The Impact of Current Therapies on Survival in Children with Idiopathic Pulmonary Arterial Hypertension
Objective: Childhood idiopathic pulmonary arterial hypertension (IPAH) is a devastating and rapidly progressive disease. Combination medical therapies are frequently employed, despite limited data about efficacy. We reviewed outcomes for all children aged 0-18 years with IPAH, referred to a single state-wide cardiology service since 1998 (current patients).
Methods: Standard statistical methods were used to assess survival. Freedom from initiation of intravenous epoprostenol was calculated for those started on first-line oral therapies. Historic controls comprised children with IPAH diagnosed between 1980-1997.
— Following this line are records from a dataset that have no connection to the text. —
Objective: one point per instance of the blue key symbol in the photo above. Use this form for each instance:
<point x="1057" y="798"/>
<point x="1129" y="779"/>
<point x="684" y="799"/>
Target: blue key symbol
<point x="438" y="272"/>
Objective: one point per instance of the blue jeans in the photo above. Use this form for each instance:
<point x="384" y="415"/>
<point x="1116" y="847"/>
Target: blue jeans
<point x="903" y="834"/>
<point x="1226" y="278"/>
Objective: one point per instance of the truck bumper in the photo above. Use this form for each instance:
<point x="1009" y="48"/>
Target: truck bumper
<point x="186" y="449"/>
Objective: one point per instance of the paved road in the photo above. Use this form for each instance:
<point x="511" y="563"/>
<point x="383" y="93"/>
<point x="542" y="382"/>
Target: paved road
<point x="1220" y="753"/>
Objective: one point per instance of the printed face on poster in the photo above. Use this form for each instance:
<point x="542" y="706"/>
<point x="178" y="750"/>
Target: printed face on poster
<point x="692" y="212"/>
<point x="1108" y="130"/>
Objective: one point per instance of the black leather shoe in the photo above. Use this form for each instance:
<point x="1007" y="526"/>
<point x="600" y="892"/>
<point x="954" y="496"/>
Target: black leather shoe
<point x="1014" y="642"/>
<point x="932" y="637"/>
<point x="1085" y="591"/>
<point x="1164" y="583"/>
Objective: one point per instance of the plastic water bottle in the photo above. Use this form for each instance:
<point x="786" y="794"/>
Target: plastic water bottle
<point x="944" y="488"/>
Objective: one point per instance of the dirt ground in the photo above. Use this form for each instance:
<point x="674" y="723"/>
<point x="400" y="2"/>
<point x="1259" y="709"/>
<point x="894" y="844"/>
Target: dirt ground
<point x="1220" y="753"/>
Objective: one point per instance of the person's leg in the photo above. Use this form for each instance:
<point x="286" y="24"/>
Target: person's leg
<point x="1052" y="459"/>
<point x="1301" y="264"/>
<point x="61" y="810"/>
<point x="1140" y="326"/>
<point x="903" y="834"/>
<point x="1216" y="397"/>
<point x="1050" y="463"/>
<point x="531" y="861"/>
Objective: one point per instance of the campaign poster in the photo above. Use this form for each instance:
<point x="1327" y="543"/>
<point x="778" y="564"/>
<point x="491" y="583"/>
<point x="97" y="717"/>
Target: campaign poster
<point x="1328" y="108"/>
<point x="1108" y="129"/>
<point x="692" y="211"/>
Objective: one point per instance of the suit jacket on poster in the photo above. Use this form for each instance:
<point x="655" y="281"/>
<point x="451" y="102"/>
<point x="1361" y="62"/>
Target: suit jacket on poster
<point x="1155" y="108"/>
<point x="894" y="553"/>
Results: The mean (SD) age at diagnosis for 15 current IPAH patients was 7.3 (4.2) years compared to 6.9 (4.2) years for 13 historic controls (p=0.83). The two groups were matched for haemodynamic parameters at right heart catheterisation. A PDE5 inhibitor was administered to 12 of 15 (80%) current patients, an endothelin receptor antagonist in 14 (93.3%) patients, epoprostenol in 9 (66.7%) and a calcium channel blocker in 2 (13.3%) patients. Eight current patients have been treated with a combination of 3 PAH specific therapies, 6 patients with two therapies, and one patient is receiving monotherapy. Survival free from lung transplantation for current patients was 100% at 1 year after diagnosis and 56.4% at 5 years, compared to 50% at 1 year and 33.3% at 5 years for historic controls (p=0.06). Survival free from epoprostenol initiation for current patients was only 22.4% at 5 years.
Conclusions: Combination therapies are associated with modestly improved survival in children with IPAH. The probability of epoprostenol utilisation within 5 years of diagnosis remains high.